Not that it is a bad album, it is pretty good in its groovy thrash kind of style. Compared with the likes of Pantera, Machine Head, Sepultura, and more like that, it means a groovy and catchy powerful style of metal. The vocalist growls, the songs are pretty catchy, the production is fine and modern, the vocalist is good. Overall it is fine craftsmanship, but the work is derivative and lacks imagination. That can certainly be a problem if you want to wow people with what you are doing, derivative works can never be as exciting as original ones.

And while this album is more than fine to listen to, I like it now that it spins in my player while I write these words. But it isn’t really an album that makes me want to listen, just having as background is fine but really sitting down and just listening is another matter, and not as fine. The issue I have is that it feels kind of pointless, like so much in this world it is just repetitions of what others have done and it doesn’t even feel like they try to make anything imaginative or fresh. But with such a strong craftsmanship it is not really possible to be too hard on them either, the songs are all good and there are no major weaknesses.
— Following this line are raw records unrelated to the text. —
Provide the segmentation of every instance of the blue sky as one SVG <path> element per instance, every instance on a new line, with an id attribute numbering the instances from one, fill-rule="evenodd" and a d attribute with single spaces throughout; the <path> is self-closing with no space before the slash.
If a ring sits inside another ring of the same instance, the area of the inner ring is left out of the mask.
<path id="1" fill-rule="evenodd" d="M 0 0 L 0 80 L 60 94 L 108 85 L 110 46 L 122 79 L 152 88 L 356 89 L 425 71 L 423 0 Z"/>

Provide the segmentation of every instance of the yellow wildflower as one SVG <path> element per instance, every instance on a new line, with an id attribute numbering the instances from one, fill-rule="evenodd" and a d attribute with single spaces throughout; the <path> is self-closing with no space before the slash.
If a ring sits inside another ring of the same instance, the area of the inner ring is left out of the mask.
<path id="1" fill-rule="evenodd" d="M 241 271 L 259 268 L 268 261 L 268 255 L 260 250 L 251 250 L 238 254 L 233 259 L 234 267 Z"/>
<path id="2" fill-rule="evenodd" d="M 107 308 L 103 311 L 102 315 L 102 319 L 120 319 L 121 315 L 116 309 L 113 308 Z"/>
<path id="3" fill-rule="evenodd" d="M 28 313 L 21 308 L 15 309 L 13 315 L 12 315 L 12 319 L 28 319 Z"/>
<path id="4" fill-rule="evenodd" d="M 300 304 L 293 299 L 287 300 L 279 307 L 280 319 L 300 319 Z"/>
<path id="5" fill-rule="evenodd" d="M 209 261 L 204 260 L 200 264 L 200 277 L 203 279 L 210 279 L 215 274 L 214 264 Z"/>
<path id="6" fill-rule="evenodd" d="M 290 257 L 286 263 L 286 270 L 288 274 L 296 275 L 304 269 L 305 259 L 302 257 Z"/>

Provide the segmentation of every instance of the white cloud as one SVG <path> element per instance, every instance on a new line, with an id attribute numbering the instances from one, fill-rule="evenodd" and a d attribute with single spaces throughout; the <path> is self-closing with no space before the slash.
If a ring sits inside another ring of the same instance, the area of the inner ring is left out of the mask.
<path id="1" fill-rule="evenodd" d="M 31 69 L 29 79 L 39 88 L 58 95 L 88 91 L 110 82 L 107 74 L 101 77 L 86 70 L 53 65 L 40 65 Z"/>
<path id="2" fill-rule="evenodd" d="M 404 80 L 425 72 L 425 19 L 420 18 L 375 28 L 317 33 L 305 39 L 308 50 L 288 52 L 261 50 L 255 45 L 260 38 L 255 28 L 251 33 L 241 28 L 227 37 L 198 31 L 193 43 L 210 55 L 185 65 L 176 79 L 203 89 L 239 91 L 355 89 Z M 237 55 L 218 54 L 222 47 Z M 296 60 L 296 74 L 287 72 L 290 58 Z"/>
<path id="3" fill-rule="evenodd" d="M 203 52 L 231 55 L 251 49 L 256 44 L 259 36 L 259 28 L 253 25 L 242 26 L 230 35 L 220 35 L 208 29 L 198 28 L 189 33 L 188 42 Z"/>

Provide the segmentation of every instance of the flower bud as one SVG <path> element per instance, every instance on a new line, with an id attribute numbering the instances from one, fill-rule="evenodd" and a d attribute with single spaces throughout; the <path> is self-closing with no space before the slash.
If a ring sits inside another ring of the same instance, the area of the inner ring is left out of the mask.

This would have been great twenty years ago as a sequel to the debut, but they would have needed to evolve quite a bit to feel relevant today. There are just so much stuff in this genre, in all genres, and if you do it well but don’t stand out you will be forgotten, and that is where I think this album will end up. Fine entertainment for a while and then forgotten, as good as it is it isn’t exciting or fresh enough to stand out.